Pickers will tell you, their choice of guitar flatpicks are largely a matter of personal preference. Like the guitar itself or your choice of capo, musicians usually go with what feels best for their personal style of playing and the tonality of their particular instrument. In this post, I’ll go over a few of my thoughts on picks and specifically which picks are best for the bluegrass flatpicking guitarist.
(Disclosure: Some of the links below are affiliate links, meaning, at no additional cost to you, I’ll earn a commission if you click through and make a purchase.)
There are a few considerations you should make when selecting a flatpick including the feel of the pick in your hand, the shape, size and thickness of the pick, the attack, the tonality (what it actually sounds like) and of course cost.
Pick Size and Shape
When I first started playing guitar, I often used what was laying around the house. My dad who was a professional musician, would use white standard heavy Fender picks. He preferred them because they had the right feel and the white color made them visible against the dark stage if you dropped one. Later on, I went to more of a smooth triangle shaped pick which I still use. I feel that you can get better feel when the pick is slightly larger. This may not be true for all pickers, for example Steve Kaufman and Peter Rowan prefer a standard shaped pick.
Over the years, I have also moved to a thicker pick, usually 1.55mm or thicker. A thicker pick can provide greater dexterity and feel because there is more of the actual pick to hold on to. For years, I used a Dunlop 208 which is a thicker, jazz style pick. I loved the feel and the warmer tone I get from it out of my Martin HD-28V. I still keep a few of these in my guitar case as backups. I currently use a 1.5mm Dunlop Primetone smooth triangle, but I am always experimenting with picks so that could change over time.
The Cream of the Crop
Years ago, it was standard to use tortoise shell picks. The glassy finish and durability made them a favorite among the old timers. In fact, Tony Rice would take tortoise shell blanks and create his own picks that were the exact thickness and size that he preferred. Nowadays, tortoise shell is illegal to sell unless it is an antique so they are no longer widely in use. Luckily, there are many alternatives that seek to replicate the feel of the old tortoise shell picks.

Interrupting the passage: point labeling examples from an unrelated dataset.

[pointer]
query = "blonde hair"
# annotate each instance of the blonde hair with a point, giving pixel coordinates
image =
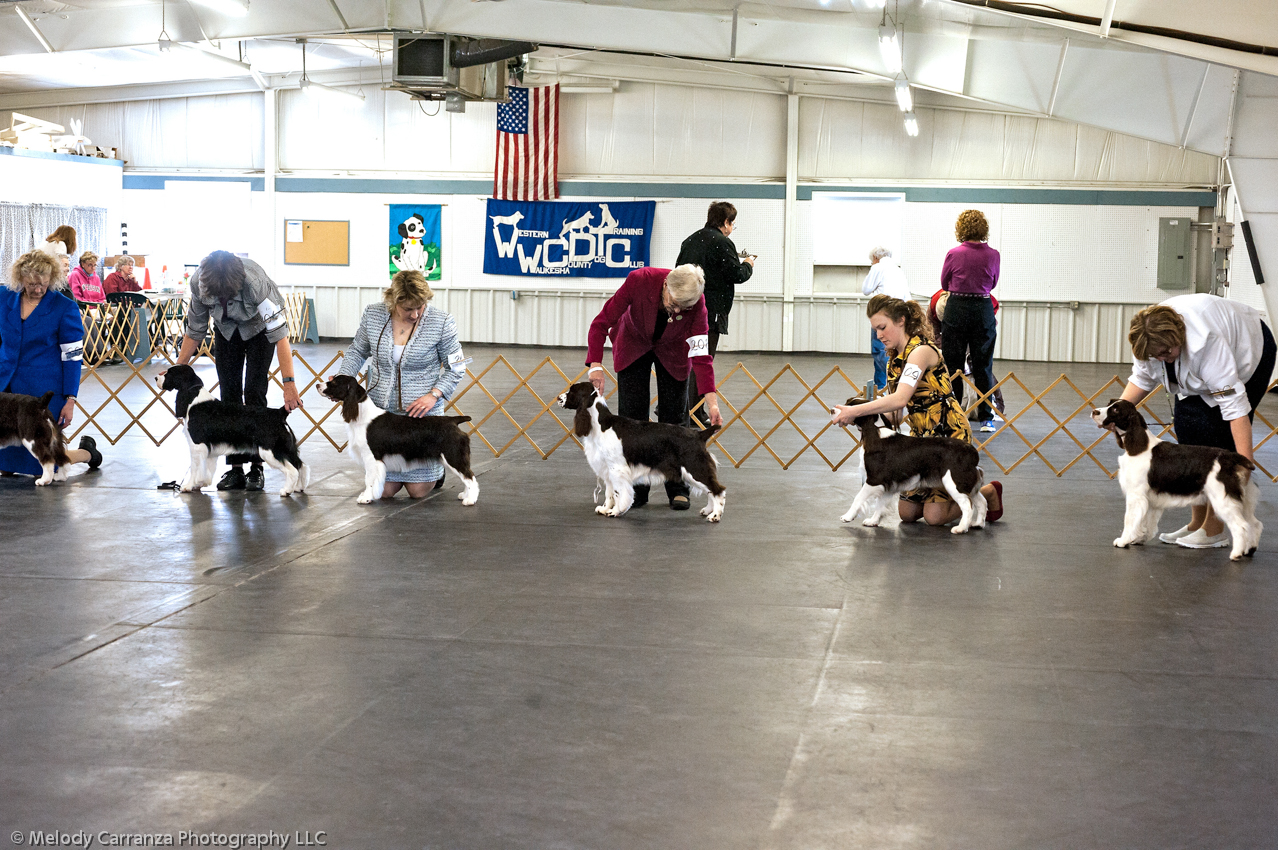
(407, 288)
(1155, 330)
(686, 283)
(971, 226)
(35, 265)
(915, 318)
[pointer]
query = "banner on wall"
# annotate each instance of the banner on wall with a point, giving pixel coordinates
(414, 238)
(555, 238)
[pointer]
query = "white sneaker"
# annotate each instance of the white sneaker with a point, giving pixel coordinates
(1199, 540)
(1171, 537)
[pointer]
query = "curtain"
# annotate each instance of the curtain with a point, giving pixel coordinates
(23, 226)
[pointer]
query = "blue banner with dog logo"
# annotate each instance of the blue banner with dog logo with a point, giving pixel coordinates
(414, 239)
(555, 238)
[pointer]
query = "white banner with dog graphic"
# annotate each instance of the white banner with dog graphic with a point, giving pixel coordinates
(552, 238)
(415, 238)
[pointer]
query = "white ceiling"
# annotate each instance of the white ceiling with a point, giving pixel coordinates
(957, 55)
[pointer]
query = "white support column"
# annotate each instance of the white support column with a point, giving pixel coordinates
(270, 136)
(789, 260)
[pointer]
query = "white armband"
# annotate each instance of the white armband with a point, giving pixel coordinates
(910, 376)
(458, 362)
(271, 313)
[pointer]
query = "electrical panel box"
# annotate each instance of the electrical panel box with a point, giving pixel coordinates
(1175, 257)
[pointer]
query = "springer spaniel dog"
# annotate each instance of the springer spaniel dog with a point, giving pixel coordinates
(215, 428)
(624, 453)
(391, 441)
(26, 421)
(1155, 474)
(896, 463)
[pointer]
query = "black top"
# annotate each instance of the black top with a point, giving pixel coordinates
(717, 257)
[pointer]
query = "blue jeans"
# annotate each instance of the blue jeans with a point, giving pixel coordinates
(879, 353)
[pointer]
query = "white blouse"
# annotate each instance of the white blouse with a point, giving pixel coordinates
(1222, 349)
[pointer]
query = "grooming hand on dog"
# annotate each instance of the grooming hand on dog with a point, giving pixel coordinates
(932, 474)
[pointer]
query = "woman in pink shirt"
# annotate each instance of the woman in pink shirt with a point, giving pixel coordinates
(84, 283)
(969, 274)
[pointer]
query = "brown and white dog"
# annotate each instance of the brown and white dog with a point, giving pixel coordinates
(26, 421)
(1155, 474)
(624, 453)
(385, 441)
(896, 463)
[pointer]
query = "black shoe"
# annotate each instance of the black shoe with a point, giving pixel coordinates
(95, 456)
(233, 479)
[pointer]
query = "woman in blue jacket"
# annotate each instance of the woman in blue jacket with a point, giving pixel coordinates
(41, 345)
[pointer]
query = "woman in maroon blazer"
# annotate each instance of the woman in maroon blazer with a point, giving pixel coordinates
(657, 318)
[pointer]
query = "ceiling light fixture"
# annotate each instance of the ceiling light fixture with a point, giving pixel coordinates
(890, 46)
(231, 8)
(911, 124)
(165, 42)
(904, 97)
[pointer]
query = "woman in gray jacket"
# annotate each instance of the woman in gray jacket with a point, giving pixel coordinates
(414, 364)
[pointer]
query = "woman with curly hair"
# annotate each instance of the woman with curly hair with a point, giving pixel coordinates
(918, 384)
(969, 274)
(41, 345)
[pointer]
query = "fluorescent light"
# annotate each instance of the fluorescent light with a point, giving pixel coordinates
(904, 97)
(233, 8)
(890, 46)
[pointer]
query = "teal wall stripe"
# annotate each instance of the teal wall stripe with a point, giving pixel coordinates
(64, 157)
(1085, 197)
(707, 191)
(157, 180)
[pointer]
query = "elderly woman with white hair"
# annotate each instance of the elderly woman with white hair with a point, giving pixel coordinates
(657, 318)
(883, 279)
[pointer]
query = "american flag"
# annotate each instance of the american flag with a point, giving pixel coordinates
(527, 166)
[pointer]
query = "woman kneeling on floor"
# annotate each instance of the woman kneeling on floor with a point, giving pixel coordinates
(918, 384)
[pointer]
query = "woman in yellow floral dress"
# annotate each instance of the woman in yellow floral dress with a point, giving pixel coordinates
(919, 385)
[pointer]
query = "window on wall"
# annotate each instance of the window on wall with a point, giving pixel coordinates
(845, 226)
(203, 216)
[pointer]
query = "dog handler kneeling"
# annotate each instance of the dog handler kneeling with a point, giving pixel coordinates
(251, 329)
(1217, 358)
(919, 384)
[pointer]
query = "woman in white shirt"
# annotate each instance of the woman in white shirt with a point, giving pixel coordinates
(883, 279)
(1216, 357)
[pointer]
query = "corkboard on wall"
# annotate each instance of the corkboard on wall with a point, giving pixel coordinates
(322, 243)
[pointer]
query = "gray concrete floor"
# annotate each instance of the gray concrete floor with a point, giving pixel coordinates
(525, 674)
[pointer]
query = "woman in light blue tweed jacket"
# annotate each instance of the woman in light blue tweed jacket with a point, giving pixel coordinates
(414, 364)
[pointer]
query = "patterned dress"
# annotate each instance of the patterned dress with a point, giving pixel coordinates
(932, 410)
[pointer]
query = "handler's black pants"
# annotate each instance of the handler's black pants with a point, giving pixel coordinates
(634, 399)
(244, 375)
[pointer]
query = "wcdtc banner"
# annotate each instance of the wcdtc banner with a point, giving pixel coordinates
(575, 239)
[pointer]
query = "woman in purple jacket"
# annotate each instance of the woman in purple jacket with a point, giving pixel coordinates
(657, 318)
(969, 274)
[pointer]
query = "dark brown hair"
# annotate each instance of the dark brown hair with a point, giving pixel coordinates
(971, 226)
(1154, 331)
(221, 275)
(915, 318)
(720, 214)
(67, 235)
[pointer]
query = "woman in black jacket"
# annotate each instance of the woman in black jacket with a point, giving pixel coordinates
(712, 249)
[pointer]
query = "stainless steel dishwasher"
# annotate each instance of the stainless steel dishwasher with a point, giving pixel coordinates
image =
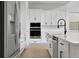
(55, 47)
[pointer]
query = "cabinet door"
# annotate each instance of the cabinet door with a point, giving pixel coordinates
(35, 15)
(13, 42)
(63, 51)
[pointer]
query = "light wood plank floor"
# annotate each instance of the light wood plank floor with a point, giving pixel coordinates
(36, 50)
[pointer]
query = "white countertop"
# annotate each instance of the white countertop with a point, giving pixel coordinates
(71, 36)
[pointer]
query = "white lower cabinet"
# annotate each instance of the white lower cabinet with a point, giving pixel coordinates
(63, 49)
(50, 47)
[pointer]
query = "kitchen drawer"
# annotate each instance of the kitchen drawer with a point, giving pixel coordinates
(63, 49)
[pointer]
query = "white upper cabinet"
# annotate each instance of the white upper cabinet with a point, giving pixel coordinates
(34, 15)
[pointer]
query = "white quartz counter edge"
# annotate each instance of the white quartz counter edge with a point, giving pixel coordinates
(66, 39)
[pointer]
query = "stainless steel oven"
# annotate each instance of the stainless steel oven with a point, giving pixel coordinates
(35, 30)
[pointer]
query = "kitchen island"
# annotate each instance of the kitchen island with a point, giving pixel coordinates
(68, 45)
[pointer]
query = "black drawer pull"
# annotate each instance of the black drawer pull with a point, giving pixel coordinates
(61, 43)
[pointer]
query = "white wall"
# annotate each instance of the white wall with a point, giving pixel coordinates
(24, 24)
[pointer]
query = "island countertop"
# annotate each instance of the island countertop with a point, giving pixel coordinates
(71, 36)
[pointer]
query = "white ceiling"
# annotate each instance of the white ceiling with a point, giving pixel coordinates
(47, 5)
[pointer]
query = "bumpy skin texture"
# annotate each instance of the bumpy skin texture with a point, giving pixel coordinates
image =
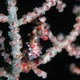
(41, 31)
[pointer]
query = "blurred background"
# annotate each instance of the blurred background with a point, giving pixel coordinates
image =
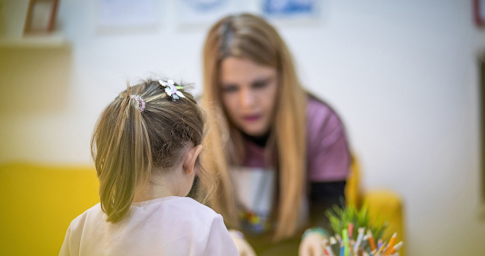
(403, 75)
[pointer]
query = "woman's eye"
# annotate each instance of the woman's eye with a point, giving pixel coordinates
(230, 88)
(260, 85)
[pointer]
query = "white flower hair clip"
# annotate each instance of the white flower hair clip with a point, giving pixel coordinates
(171, 89)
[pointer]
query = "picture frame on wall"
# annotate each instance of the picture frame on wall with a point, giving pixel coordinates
(479, 12)
(40, 16)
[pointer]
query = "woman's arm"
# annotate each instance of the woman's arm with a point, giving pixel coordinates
(324, 195)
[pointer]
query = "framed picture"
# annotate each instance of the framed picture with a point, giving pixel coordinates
(40, 16)
(479, 12)
(289, 8)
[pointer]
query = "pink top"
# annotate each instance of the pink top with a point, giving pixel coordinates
(165, 226)
(328, 156)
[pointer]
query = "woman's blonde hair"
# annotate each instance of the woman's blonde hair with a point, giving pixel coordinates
(250, 37)
(137, 136)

BlueChip picks are probably the closest to real tortoise shell in terms of feel and string attack. They also don’t wear down as quickly as other picks. I have a few and they are really nice. even though they are pretty expensive, they are considered to be the top-of-the line industry standard among professional pickers.
A thinner pick can provide a faster attack and lighter tonality on the string surface. Some players also find it easier to play faster because of the lighter attack. Here are a few I have tried that have good feel and tone:
Here are two other brands that I would recommend for the bluegrass flatpicker: Golden Gate and Pro Plec. These 1.5mm picks have great tonality and attack and also allows for a variety of playing styles and techniques.
Thicker flatpicks are preferred for bluegrass style flatpicking because of the need for a solid tone with nice low-end. If you prefer a thicker pick, here are some that I have experimented with over the years that I think are great for bluegrass style flatpicking guitar:
There are no right or wrong picks for the bluegrass flatpicker so experiment with different shapes and thicknesses until find a pick that you like. You may even find that your preferences will change over time and in different musical situations… I know mine have!